Hello,
I have reviewed the whole forum, but had no luck in finding an answer.
I have a custom editor that I developed, which hosts the core editor and extends it. It is associated with the "*" extension, so it works great with all text files. I can configure the editor as the "default editor", and when I open a file or double-click it on the solution, the environment launches my editor. Great!
The problem areas are debugging and going to errors in the output window.
When stepping through the code, debugging works great within my editor. It even jumps to other Doc/Views of modules opened in my editor. But if the debugger needs to open a new module, it uses the default standard editor instead of mine :(
The second area is worse. When compiling, if I double click on an error in the output window, or press F4 to get to the next error, the environment opens the module in the standard editor - EVEN IF the document is already open with my editor!
I will be very grateful for any help.
I'm using unmanaged C++, the project is large and almost finished, and this is the last blocking wall I've stumbled upon. I hope there is some clean & nice solution, else I will have to resort to some ugly message hook or subclassing the output window which I'd much rather not :(
TIA,
J
PS: I will be porting to VS 2005 some time in the future, so pointers for how to do it there can be of some use even if I need to do "the dirty thing" with VS 2003 :(

How to make VS.NET 2003 open .cpp with my custom editor
Davidmanchester
i'm not realy sure about this, since i'm both new to VSIP and i'm developing my extension for VS 2005, so it might be diffrent in VS 2003.
and it's in C# as well.
any way there is a method called ::MapLogicalView(ref Guid rguidLogicalView, out string pbstrPhysicalView) on the editor factory, which asks if your editor supports a specific logical view (a logical view being a code editor, debug editor, designer, etc..)
what you need to do, is return S_OK from this method when rguidLogicalView is equal to the GUID for the logical debug editor.
in the manegd framework its stored in VSConstants.LOGVIEWID_Debugging , i'm sure you can easily find the constant or define that holds the GUID in the unmanged framwork.
if (VSConstants.LOGVIEWID_Debugging == rguidLogicalView)
return VSConstants.S_OK;
hope this helps.
uszaty1973
"pszPhysicalView
[in] String to identify the physical view type for the editor. Some editor factories can support creating multiple physical view types. For example, it is possible for a single editor factory to support creating a graphical designer view (LOGVIEWID_Designer) as well as a textual code view (LOGVIEWID_Code). The editor factory must register information in the system registry for the mapping between logical and physical view types under the
LogicalViewMapregistry subkey."So, the environment's open function first checks in the registry, and if the logview is there, then the factory is called, else, it isn't. Makes sense.

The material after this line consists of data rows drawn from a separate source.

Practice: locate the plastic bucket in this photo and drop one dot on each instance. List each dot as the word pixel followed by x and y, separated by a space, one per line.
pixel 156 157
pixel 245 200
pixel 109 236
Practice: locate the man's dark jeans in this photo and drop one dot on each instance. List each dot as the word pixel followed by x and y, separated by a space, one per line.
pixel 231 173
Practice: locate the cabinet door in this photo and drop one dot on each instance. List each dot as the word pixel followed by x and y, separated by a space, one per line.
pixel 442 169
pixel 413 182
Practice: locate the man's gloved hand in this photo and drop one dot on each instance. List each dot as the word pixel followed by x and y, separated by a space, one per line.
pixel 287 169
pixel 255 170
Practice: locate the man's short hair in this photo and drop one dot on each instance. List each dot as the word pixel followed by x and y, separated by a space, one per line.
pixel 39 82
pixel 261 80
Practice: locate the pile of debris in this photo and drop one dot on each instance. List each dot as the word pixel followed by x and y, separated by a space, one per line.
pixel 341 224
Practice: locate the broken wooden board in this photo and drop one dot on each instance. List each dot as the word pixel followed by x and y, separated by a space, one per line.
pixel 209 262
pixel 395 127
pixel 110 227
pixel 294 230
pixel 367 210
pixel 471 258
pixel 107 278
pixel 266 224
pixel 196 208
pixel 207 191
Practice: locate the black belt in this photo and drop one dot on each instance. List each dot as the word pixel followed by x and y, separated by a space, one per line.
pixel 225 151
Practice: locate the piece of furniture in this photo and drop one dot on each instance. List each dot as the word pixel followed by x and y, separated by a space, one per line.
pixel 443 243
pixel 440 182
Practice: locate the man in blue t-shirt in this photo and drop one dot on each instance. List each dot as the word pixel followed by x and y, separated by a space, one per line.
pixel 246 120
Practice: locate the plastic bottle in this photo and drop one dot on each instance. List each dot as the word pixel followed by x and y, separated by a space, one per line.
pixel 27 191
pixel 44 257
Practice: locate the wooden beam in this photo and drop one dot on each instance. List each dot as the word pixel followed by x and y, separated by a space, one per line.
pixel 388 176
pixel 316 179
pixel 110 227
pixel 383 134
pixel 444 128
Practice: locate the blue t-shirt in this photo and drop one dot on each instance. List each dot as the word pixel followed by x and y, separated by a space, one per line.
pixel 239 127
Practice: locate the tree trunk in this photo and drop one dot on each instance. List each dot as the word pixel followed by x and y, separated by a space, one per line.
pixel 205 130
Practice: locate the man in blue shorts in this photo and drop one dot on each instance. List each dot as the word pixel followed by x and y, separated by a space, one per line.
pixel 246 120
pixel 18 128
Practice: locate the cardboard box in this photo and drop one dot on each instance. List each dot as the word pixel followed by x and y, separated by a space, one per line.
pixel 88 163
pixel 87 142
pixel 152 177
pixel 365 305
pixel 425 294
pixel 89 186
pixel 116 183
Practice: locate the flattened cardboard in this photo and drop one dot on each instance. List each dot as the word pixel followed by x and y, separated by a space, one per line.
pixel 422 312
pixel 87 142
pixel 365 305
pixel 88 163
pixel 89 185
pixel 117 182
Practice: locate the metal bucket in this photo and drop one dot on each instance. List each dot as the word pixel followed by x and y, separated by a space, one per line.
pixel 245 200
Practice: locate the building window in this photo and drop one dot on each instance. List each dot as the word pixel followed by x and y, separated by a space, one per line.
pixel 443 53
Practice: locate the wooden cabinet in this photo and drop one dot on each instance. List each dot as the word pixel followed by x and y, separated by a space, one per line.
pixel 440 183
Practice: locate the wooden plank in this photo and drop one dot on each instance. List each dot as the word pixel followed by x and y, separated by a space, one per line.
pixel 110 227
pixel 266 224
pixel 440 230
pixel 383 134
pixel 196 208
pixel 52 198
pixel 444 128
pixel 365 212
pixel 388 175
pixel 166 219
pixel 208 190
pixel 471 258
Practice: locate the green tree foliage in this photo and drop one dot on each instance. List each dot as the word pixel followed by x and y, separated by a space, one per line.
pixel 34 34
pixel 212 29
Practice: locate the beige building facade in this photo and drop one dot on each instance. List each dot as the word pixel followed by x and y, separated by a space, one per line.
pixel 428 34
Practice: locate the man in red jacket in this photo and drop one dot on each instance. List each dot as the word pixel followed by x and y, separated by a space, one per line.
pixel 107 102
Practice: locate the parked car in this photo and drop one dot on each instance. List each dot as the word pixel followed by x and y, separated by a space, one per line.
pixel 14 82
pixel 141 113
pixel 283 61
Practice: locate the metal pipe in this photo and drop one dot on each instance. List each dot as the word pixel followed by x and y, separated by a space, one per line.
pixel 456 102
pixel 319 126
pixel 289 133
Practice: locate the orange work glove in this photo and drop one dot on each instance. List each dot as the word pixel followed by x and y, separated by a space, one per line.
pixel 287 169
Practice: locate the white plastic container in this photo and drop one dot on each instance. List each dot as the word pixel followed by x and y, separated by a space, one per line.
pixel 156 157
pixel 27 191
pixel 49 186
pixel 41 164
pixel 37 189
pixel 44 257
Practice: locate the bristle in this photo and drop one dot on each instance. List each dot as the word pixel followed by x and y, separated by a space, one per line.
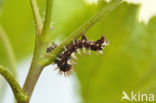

That is, I had to add some entries in my package's registry LogicalViewMap. I copied the values from the "Source Code (Text) Editor" key, which if looked up in vsshell.h, are:
LOGVIEWID_Debugging
LOGVIEWID_Code
LOGVIEWID_TextView
And off we go! It is working like a breeze! and I'm incredibly happy!!
Lasse Steenberg
When I double click on a file in the project/solution window, my factory's MapLogicalView() gets called, I return S_OK, and then my editor is opened. That's great.
But when I double click on a compiler error in the output window, my MapLogicalView() doesn't even get called. Same happens when I step through the code or Right-click in the assembly window and choose "Go to source".
I'm starting to think that the behavior is hardwired in the output window and the debugger. They don't seem to call the project to try to open the document. Or, they call the project and the project has some kind of hardwiring different from what is done when double-clicking a file.
I haven't found any SetDefaultEdFactoryGUID() anywhere - actually, my editor is already set as default (by the user, which is the proper way to do it).
I have to solve this, so I'm starting to prepare a list of possible ways to do it. In increasing level of nastiness:
- Provide a hotkey for the user to map in order to do the switch from the std editor to the custom editor. The most cumbersome for the user, but no too-dirty stuff.
- Hook WindowEvents.OnWindowCreated(), check whether it's one file our custom editor is interested on, if so, use IVsUIShellOpenDocument::OpenSpecificEditor() or something similar. Will probably have to do with some delay via a WM_TIMER or so, so that we won't interfere too much. The problem is that the standard editor would be short-circuited out and would not be usable any more :(
- Subclass the Output window, get the double clicks, and handle them ourselves - getting the line under the cursor would be difficult, but possible - or we can hook to the system and see what window gets opened/brought on top. I would also have to supply alternate implementations of GoToNextError/GoToPrevError for the user to map to his/her shortcut keys.
Debugging is not so bad, as if the document is already open with my editor, that window is used - so keeping everything open makes it usable. But the Output window stuff is the worst.
Thanks for your help and leading me down an interesting research path, if unfruitful.